In early 1941, the British general in charge of the Far East scoffed at the idea that Japan would attack. The Japanese wouldn’t dare, he said, because they were a subhuman, inferior race. That same year, Winston Churchill likewise said that the Japanese would not dare attack the British Empire. The Japanese were, he said, the “wops of the East,” thus insulting two peoples in one sentence.
The Japanese, who were then and are now among the most brilliant people on Earth, did attack the British Empire. They sank the very battleship on which Churchill made his statement. They completely defeated the British in the Far East in 11 weeks, capturing more than 100,000 British soldiers and officers. It was the largest, most humiliating defeat in Britain’s history.
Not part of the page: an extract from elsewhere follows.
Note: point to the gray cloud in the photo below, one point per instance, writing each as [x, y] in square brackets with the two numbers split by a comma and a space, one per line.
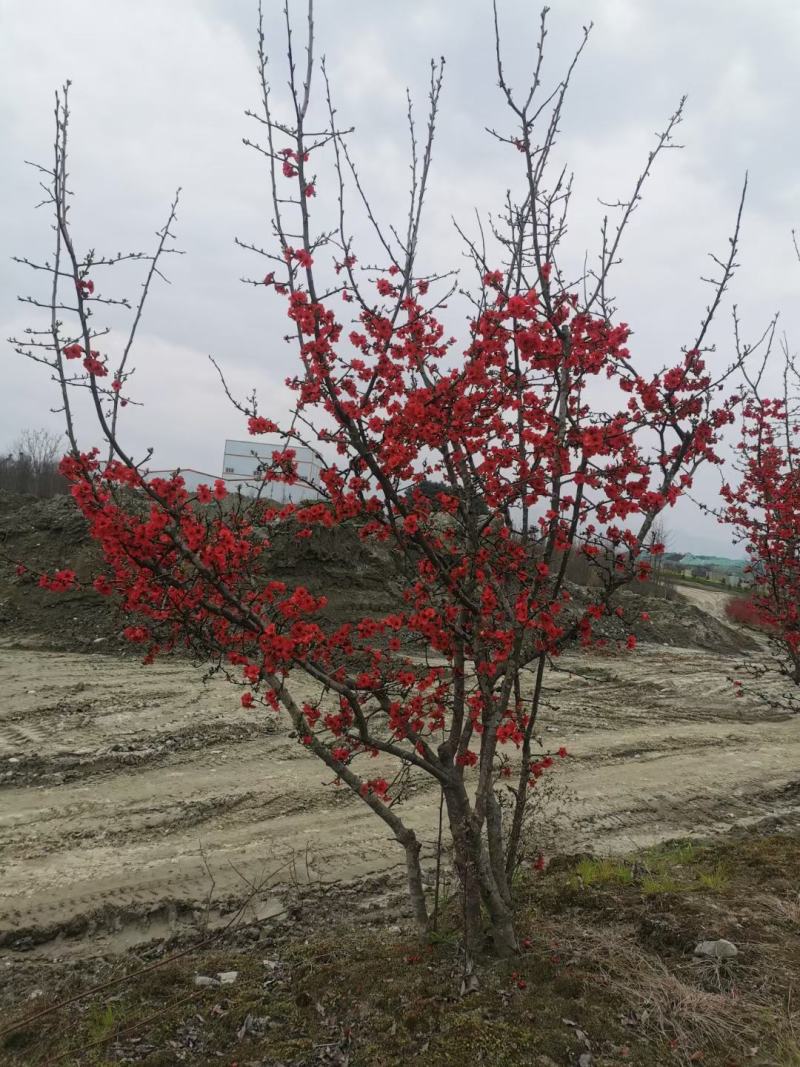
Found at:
[159, 93]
Once, for the fun of it, I went to the microfilm and read the newspapers in the city where I was living that were published immediately after the attack on Pearl Harbor. People’s ignorance of Japan was appalling. In man-in-the-street interviews, many Americans predicted a short and easy war because they thought the Japanese were all small and had poor eyesight from eating too much rice.
What Japan had, in reality, was a 3,000-year history of being a disciplined and warlike people, the only people in the Far East who defeated European efforts to colonize them. They were also the people who made a miraculous transition from a feudal state to an industrial power in an amazing 40 years.
Ironically, the same arrogance led the Japanese leaders into attacking America and thus, in the reported words of Adm. Isoroku Yamamoto, “awakening and enraging a sleeping giant.” Japanese martial spirit was no match for the great, energy-rich industrial power the United States was at that time.
If we look at ourselves honestly, since World War II, we have become a sort of bully. We browbeat and fight minor powers and no-powers while our generals and politicians strut about as if they had conquered the Roman Empire or Napoleon. We were damned lucky the Soviet Union collapsed from its own internal mistakes.
Arrogance and hubris lead to underestimating others and overestimating ourselves. That’s very dangerous. We have a beautiful country and a great people, but if we don’t get serious about correcting our political and economic problems, we might well follow the British Empire and become a footnote in future history books.